Commit Graph

69 Commits

Author SHA1 Message Date
David Anderson a151ad6cb3 - client/scheduler: deal with situation where GPU has enough
RAM to run job, but when we actually run the job
    not enough GPU RAM is free, so the application fails.
    This can cause a large number of jobs to fail.
    Solution:
    - app_plan() can specify the GPU RAM requirements of an app version.
        This is passed to the client in a new field
        <gpu_ram> of the <app_version> element.
    - prior to starting or restarting a GPU app, the client
        checks the amount of free RAM on the particular GPU.
        If it's not enough for the app version,
        the client doesn't start it,
        and arranges for the scheduler to ignore it for 5 minutes
        (by which point there might be more free GPU RAM)
    Notes:
    1) this change will have effect only when
        both client and scheduler are updated.
    2) the check is done in enforce_schedule(),
        rather than schedule_cpus(),
        because only at that point
        have we assigned a specific GPU to the job.
    3) there's another case to deal with:
        a GPU app's malloc of GPU RAM fails in the middle of the job.
        Currently the job fails.
        I plan to add an API call boinc_temporary_exit(x) so
        that the job can exit and potentially restart in x seconds.
        (In principle this mechanism is sufficient for all cases,
        but it could lead to a lot of starting/exiting,
        so the current change is worthwhile).

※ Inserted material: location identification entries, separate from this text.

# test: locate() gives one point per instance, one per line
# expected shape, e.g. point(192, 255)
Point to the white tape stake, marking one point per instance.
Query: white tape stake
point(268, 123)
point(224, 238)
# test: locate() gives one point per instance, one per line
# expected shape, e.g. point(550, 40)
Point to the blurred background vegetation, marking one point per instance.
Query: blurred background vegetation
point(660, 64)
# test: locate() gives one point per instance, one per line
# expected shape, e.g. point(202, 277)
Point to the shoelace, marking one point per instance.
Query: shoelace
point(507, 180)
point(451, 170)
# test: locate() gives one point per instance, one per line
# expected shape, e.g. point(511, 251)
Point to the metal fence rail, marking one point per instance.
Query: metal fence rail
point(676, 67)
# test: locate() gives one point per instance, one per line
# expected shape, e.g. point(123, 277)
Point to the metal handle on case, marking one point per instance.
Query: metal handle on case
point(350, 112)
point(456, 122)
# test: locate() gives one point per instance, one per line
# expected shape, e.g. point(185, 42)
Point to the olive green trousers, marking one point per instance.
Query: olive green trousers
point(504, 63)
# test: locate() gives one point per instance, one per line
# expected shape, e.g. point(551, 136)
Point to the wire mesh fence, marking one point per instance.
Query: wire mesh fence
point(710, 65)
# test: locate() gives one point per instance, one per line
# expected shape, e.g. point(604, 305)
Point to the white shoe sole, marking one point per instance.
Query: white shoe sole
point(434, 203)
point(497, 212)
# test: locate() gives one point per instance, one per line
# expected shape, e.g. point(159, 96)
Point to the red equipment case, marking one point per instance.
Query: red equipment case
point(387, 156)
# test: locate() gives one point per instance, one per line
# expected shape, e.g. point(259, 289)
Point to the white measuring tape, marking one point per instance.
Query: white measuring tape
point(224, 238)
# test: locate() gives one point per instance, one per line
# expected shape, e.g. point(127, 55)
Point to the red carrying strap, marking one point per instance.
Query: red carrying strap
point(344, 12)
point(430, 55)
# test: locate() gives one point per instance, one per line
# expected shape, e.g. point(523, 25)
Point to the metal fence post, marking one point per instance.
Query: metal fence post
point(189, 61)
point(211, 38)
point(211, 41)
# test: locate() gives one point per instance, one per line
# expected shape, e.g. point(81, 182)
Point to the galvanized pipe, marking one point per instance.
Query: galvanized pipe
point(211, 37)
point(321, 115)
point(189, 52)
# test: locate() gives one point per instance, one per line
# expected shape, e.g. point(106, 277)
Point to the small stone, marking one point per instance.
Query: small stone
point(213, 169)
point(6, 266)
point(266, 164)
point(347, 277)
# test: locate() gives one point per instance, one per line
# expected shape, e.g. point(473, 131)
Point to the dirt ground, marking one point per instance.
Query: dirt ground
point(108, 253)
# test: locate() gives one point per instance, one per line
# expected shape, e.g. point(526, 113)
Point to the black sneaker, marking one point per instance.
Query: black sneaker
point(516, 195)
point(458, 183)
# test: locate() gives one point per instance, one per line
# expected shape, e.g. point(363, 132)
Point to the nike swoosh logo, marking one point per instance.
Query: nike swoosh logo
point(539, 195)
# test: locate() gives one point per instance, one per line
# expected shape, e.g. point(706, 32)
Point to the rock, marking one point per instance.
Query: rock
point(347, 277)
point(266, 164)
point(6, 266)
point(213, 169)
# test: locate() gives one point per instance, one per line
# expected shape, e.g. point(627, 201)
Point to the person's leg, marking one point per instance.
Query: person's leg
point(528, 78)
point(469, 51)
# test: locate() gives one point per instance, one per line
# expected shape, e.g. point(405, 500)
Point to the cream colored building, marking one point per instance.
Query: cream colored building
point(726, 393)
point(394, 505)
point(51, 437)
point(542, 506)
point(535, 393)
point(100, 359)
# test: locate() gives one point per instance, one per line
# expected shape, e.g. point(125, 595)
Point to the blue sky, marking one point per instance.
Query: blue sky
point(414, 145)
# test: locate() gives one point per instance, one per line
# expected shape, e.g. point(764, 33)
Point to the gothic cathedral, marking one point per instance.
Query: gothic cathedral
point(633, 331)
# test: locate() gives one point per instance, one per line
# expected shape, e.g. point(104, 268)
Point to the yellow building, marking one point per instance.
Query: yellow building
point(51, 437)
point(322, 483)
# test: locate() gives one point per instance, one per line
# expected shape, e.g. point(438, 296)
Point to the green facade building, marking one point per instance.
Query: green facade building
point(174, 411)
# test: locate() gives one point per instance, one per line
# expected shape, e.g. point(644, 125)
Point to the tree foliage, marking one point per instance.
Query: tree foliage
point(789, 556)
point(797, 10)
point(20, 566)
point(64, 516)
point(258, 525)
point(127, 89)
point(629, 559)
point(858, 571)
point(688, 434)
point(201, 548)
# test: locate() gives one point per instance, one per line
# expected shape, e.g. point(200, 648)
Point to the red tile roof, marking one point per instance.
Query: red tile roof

svn path=/trunk/boinc/; revision=19864
2009-12-11 22:45:59 +00:00
David Anderson e27659858d - result of code shuffle: the HOST_INFO structure returned
by the get_host_info() GUI RPC now contains GPU info

svn path=/trunk/boinc/; revision=19798
2009-12-07 06:13:17 +00:00
David Anderson b70229c093 - code shuffle: move client-specific GPU code to a separate file
svn path=/trunk/boinc/; revision=19794
2009-12-07 00:42:03 +00:00
David Anderson 4bf2ef5198 - client: add new config options:
<ignore_cuda_dev>n</ignore_cuda_dev>
    <ignore_ati_dev>n</ignore_ati_dev>
    to ignore (not use) specific NVIDIA or ATI GPUs.
    You can ignore more than one.

svn path=/trunk/boinc/; revision=19566
2009-11-12 23:44:49 +00:00
David Anderson fe2a18f282 - client/scheduler: standardize the FLOPS estimate between NVIDIA and ATI.
Make them both peak FLOPS,
    according to the formula supplied by the manufacturer.

    The impact on the client is minor:
    - the startup message describing the GPU
    - the weight of the resource type in computing long-term debt

    On the server, I changed the example app_plan() function
    to assume that app FLOPS is 20% of peak FLOPS
    (that's about what it is for SETI@home)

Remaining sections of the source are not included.